Why do we think that Pleistocene hominins were "pair bonded"?  We know that sexual size dimorphism is a correlate of mating system.  Polygynous mammals tend to be sexually dimorphic.  The more polygynous, the more dimorphic.  Presumably, this arises through intra-male mating competition, where size matters for the outcome of agonistic encounters.  As detailed in our 1999 paper, the best paleontological evidence we have suggests that there was a substantial reduction in both sexual size dimorphism and dimorphism in canine teeth (another strong correlate of polygyny among Primates) with the emergence of the genus Homo.  This reduction in sexual dimorphism is attributed by many authors, ourselves included, as a signal of a change in mating system toward increased monogamy.  Does monogamy necessarily mean pair-bonding?  Not necessarily. (again, I do think it's true in this case and hopefully, I will finish the paper in which I discuss the details of this argument soon)  There is also the issue that humans are not much different in terms of sexual size dimorphism from chimpanzees, whose mating system is completely promiscuous.  Our teeth may rescue us here.  Chimpanzees are quite sexually dimorphic in their canine teeth.  But how do you weigh the importance of canines as a weapon in a species that makes tools, including weapons that allow it to kill from a distance?

My point here is that there is a good deal of uncertainty about basic aspects of Pleistocene hominin behavior.  This uncertainty is unlikely to ever be completely resolved.  As a result, I'm not convinced that looking for clues about human behavior and the design of the human brain in the behavior of Pleistocene hominins is necessarily the most efficient of productive avenue for understanding our psychology. I don't take the absolutist position that Buller seems to take that there is nothing to be learned about the present by studying the deep past (i.e., it is more than "pure guesswork").  I like the iterative approach of working between hypothesis generation and empirical test that Machery and Barrett describe and think that it sounds an awful lot like the process that most scientists employ in their work and it sounds like the way individuals adapt to dynamic environments.

I'll end this ramble with a question: Do you have to be an evolutionary psychologist to believe in Human Nature?  Buller seems to think so and to think that it's a bad idea.  I don't think of myself as an evolutionary psychologist, but I do think there is such a thing as Human Nature.  I am struck by the fact that despite the dizzying array of cultural diversity that is manifested by our species, a smile is a smile, embarrassment is embarrassment, and a look of consternation is a look of consternation.  We might find different things amusing, mortifying, or distressing but pretty much people everywhere experience these emotions and, because of our theory of mind, recognize them in others.  The work of Eckman, Eibl-Eibesfeldt, and Fernald, to name a few, is pretty compelling in this regard.  Do we have a cheater-detection module that was engineered in the Pleistocene?  Maybe.  Honestly, I don't care that much, but I do think that denying the existence of Human Nature is done at our collective peril.

References

Buller, D. J. (2005). Evolutionary psychology: the emperor's new paradigm. Trends in Cognitive Sciences, 9(6), 277-283.

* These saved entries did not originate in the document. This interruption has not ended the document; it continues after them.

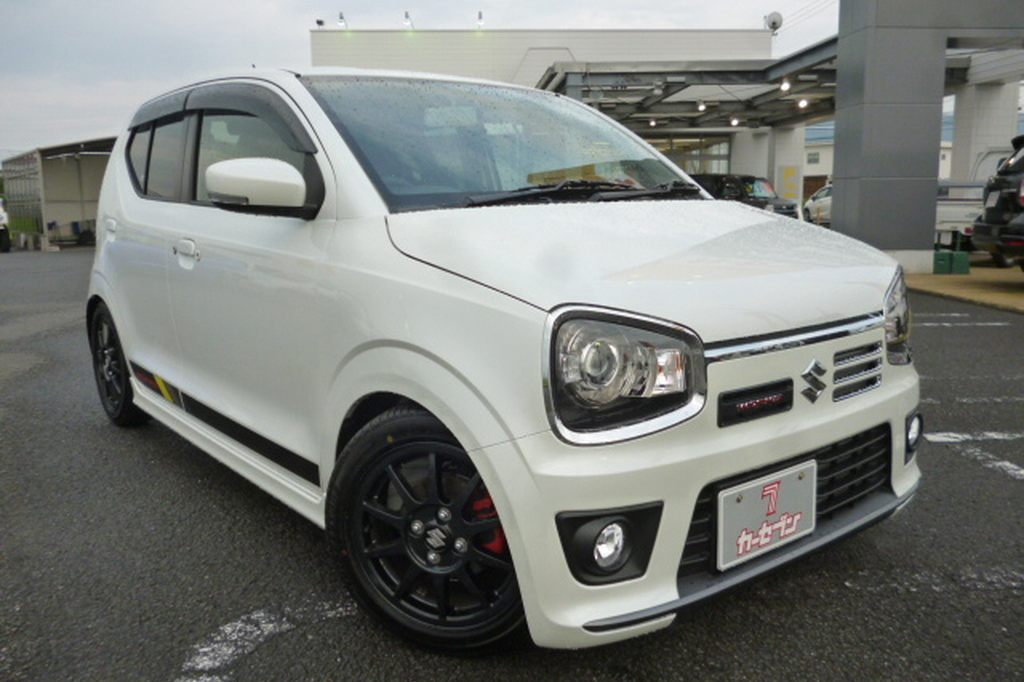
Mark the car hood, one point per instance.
(724, 269)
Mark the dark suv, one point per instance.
(748, 189)
(999, 229)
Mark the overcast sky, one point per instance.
(73, 70)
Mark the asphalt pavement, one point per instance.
(129, 555)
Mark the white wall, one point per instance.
(522, 56)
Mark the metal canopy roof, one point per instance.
(677, 97)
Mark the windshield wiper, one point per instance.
(664, 190)
(551, 190)
(593, 190)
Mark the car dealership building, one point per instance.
(717, 101)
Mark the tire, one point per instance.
(421, 544)
(111, 371)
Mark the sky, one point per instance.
(75, 70)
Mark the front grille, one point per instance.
(849, 472)
(857, 371)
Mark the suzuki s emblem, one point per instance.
(815, 387)
(436, 538)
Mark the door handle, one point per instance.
(186, 249)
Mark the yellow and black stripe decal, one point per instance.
(264, 446)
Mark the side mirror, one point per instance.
(261, 186)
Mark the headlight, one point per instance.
(897, 309)
(613, 376)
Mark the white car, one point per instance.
(817, 209)
(518, 367)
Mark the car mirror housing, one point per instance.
(265, 186)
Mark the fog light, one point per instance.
(610, 548)
(610, 545)
(914, 427)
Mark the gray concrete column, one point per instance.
(889, 113)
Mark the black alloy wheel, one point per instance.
(111, 371)
(423, 544)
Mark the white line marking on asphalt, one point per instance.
(962, 444)
(212, 659)
(949, 436)
(986, 580)
(963, 325)
(991, 400)
(990, 461)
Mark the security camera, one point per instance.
(773, 22)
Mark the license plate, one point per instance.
(759, 516)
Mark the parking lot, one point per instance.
(130, 555)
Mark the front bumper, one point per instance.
(675, 468)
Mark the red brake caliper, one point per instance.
(484, 508)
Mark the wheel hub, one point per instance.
(433, 540)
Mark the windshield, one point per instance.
(437, 143)
(760, 188)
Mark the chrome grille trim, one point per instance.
(739, 348)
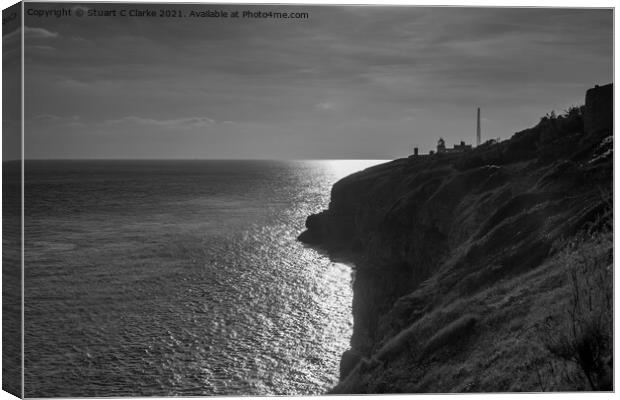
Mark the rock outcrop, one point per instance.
(460, 271)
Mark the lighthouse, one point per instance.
(478, 129)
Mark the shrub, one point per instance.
(584, 337)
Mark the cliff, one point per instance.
(471, 269)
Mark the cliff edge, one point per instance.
(487, 270)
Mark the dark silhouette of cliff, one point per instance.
(470, 271)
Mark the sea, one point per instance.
(180, 278)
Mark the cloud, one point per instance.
(324, 105)
(191, 122)
(47, 117)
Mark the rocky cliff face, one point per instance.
(463, 262)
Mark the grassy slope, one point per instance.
(462, 276)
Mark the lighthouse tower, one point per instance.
(478, 129)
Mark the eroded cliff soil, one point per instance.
(471, 268)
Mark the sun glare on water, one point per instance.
(341, 168)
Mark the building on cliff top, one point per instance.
(457, 148)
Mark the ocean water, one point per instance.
(180, 278)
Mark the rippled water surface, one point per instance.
(180, 278)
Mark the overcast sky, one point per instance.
(347, 82)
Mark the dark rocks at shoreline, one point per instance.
(482, 233)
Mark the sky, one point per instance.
(348, 82)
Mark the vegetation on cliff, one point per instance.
(488, 270)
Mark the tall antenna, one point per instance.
(478, 129)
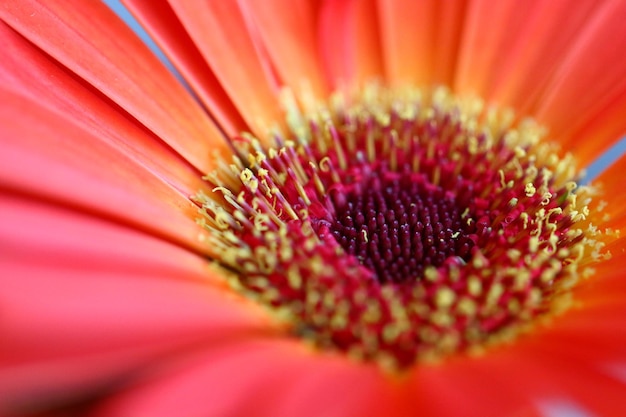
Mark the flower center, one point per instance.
(397, 224)
(399, 228)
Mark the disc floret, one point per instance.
(402, 227)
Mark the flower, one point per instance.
(110, 307)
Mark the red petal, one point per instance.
(260, 378)
(589, 77)
(120, 66)
(83, 301)
(420, 40)
(219, 31)
(547, 375)
(350, 42)
(46, 155)
(465, 386)
(33, 74)
(164, 27)
(288, 30)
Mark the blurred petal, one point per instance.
(351, 46)
(464, 386)
(118, 66)
(31, 73)
(219, 31)
(84, 301)
(162, 24)
(420, 40)
(273, 378)
(46, 154)
(288, 29)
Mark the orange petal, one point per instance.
(164, 27)
(350, 42)
(84, 300)
(420, 40)
(590, 77)
(288, 30)
(505, 54)
(611, 185)
(219, 30)
(600, 131)
(47, 155)
(273, 378)
(33, 74)
(118, 66)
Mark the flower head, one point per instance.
(364, 208)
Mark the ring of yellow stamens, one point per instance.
(273, 221)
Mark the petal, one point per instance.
(589, 76)
(219, 30)
(465, 386)
(420, 40)
(288, 30)
(611, 185)
(573, 84)
(34, 75)
(544, 375)
(261, 378)
(118, 66)
(350, 42)
(49, 156)
(161, 23)
(85, 302)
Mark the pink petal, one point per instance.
(288, 31)
(350, 42)
(162, 24)
(84, 301)
(118, 64)
(48, 155)
(420, 40)
(261, 378)
(33, 74)
(220, 32)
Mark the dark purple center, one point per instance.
(396, 225)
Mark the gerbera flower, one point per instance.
(355, 208)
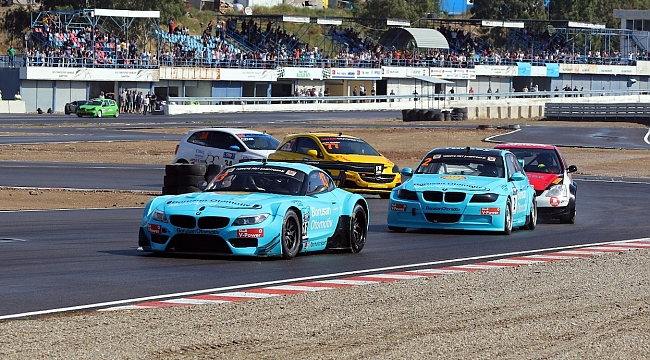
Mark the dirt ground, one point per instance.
(404, 146)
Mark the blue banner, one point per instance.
(553, 70)
(523, 69)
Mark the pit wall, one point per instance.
(509, 108)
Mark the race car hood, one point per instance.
(219, 201)
(370, 159)
(541, 181)
(463, 183)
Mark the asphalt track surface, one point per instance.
(59, 259)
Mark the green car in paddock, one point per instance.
(99, 108)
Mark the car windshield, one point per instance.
(267, 179)
(539, 160)
(350, 146)
(462, 164)
(259, 141)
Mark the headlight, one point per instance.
(556, 190)
(159, 216)
(407, 194)
(250, 219)
(484, 198)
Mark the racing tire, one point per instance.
(358, 228)
(571, 218)
(190, 180)
(507, 221)
(291, 237)
(531, 219)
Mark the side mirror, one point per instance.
(518, 177)
(202, 185)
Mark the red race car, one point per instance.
(551, 177)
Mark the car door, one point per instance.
(324, 209)
(520, 188)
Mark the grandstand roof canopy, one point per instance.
(431, 79)
(423, 38)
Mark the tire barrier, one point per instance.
(185, 178)
(459, 114)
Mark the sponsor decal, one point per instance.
(250, 233)
(325, 224)
(555, 201)
(443, 208)
(453, 177)
(315, 212)
(490, 211)
(398, 207)
(197, 231)
(154, 228)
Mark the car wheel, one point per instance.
(359, 228)
(531, 219)
(290, 235)
(507, 221)
(571, 218)
(397, 228)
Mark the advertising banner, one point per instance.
(88, 74)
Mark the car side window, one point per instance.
(200, 138)
(305, 144)
(512, 164)
(319, 182)
(289, 146)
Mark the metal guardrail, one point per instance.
(421, 98)
(592, 111)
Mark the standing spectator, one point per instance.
(145, 104)
(171, 25)
(12, 56)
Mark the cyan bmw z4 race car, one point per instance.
(258, 209)
(464, 189)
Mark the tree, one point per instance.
(509, 9)
(15, 24)
(396, 9)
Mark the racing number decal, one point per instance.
(331, 146)
(323, 178)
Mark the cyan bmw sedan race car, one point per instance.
(258, 209)
(464, 189)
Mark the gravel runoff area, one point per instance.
(587, 308)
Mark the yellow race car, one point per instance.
(354, 164)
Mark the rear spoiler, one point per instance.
(372, 168)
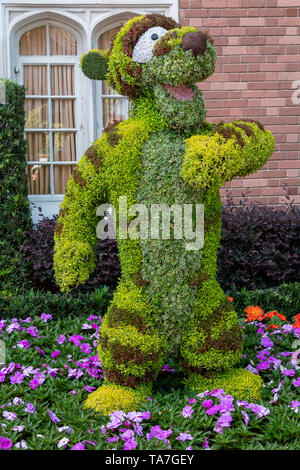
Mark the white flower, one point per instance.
(63, 442)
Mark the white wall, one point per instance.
(90, 19)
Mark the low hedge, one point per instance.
(14, 205)
(58, 305)
(284, 299)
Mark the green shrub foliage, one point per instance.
(14, 205)
(168, 302)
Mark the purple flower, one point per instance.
(53, 417)
(288, 372)
(55, 354)
(128, 434)
(223, 422)
(266, 342)
(78, 446)
(86, 348)
(263, 365)
(296, 382)
(112, 439)
(246, 417)
(23, 344)
(17, 378)
(60, 340)
(46, 317)
(158, 433)
(29, 408)
(184, 437)
(213, 410)
(259, 410)
(9, 416)
(33, 331)
(5, 443)
(205, 444)
(130, 444)
(187, 412)
(207, 403)
(40, 351)
(295, 404)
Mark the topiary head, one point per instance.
(152, 55)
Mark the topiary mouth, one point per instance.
(181, 92)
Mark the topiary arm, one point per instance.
(75, 233)
(235, 149)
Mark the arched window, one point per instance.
(48, 62)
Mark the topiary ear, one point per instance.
(94, 64)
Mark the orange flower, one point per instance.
(254, 313)
(297, 321)
(274, 314)
(272, 326)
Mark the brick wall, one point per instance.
(258, 47)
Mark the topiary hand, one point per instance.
(234, 149)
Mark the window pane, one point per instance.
(64, 147)
(62, 42)
(35, 79)
(36, 114)
(114, 109)
(38, 146)
(38, 179)
(62, 80)
(34, 42)
(63, 114)
(62, 175)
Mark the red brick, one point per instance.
(291, 12)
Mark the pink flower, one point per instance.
(187, 412)
(17, 378)
(53, 417)
(5, 443)
(61, 339)
(86, 348)
(78, 446)
(207, 403)
(130, 444)
(184, 437)
(55, 354)
(46, 317)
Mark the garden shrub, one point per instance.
(260, 245)
(168, 302)
(38, 251)
(14, 205)
(58, 305)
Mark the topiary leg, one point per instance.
(213, 345)
(211, 350)
(131, 353)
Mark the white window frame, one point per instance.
(50, 202)
(86, 21)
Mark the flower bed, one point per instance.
(52, 366)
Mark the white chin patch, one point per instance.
(143, 50)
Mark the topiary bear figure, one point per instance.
(168, 302)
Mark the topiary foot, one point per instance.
(112, 397)
(240, 383)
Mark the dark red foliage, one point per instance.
(260, 245)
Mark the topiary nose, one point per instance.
(195, 41)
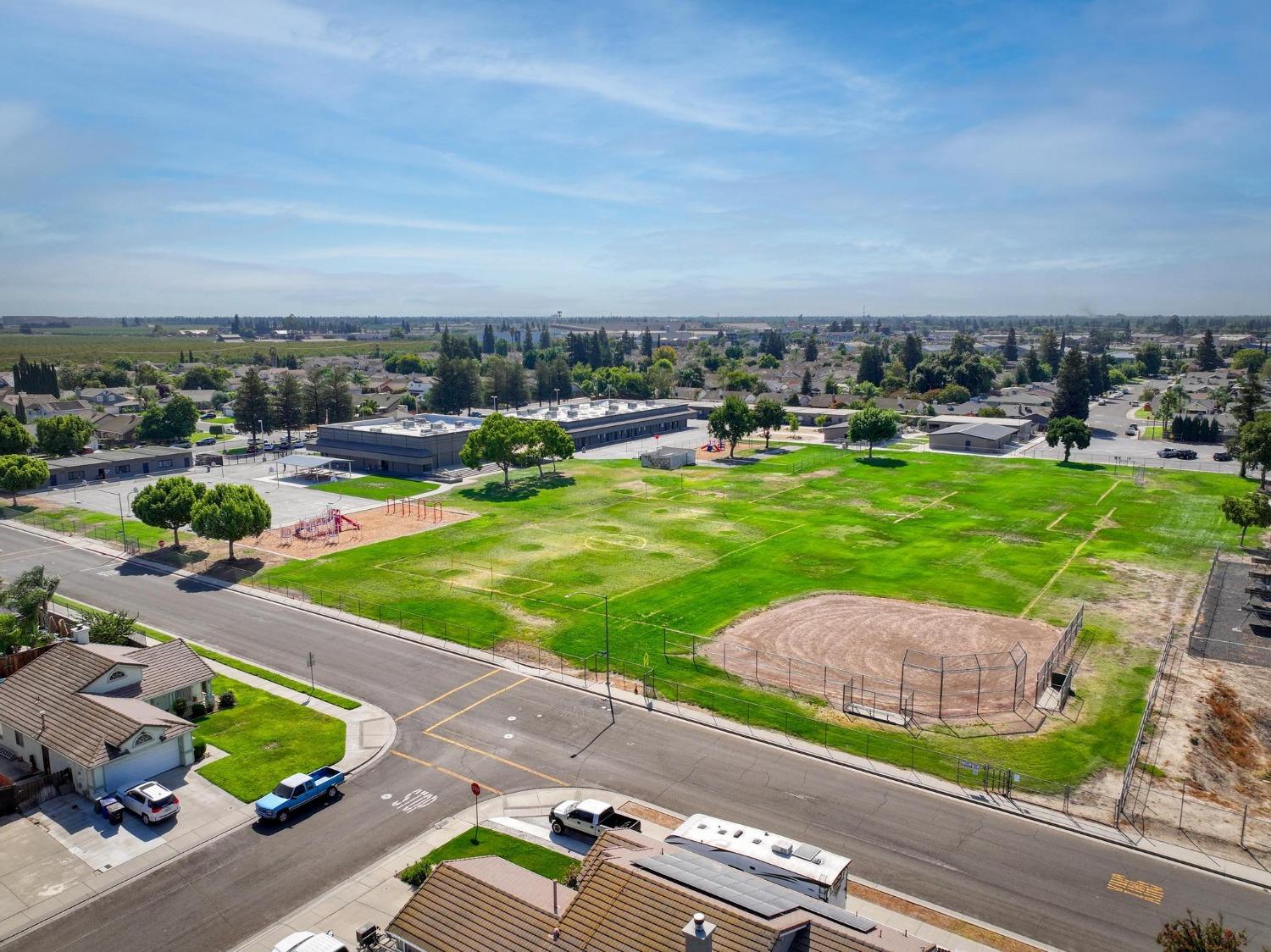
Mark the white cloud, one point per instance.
(302, 211)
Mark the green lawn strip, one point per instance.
(697, 548)
(376, 487)
(229, 661)
(491, 843)
(94, 525)
(267, 739)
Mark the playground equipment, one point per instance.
(421, 510)
(327, 528)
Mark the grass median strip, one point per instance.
(229, 661)
(267, 739)
(490, 843)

Crume, T. L., DiGuiseppi, C., Byers, T., Sirotnak, A. P., & Garrett, C. J. (2002). Underascertainment of Child Maltreatment Fatalities by Death Certificates, 1990–1998. Pediatrics, 110(2), 1-6.

Daly M, Wilson M (2007) Is the "Cinderella effect" controversial? A case study of evolution-minded research and critiques thereof. In C Crawford & D Krebs, eds., Foundations of evolutionary psychology. Mahwah NJ: Erlbaum.

Machery, E., & Barrett, H. C. (2006). Essay Review: Debunking Adapting Minds. Philosophy of Science, 73, 232-246.

Wilson, M., & Daly, M. (1997). Life expectancy, economic inequality, homicide, and reproductive timing in Chicago neighbourhoods. British Medical Journal, 314(7089), 1271-1274.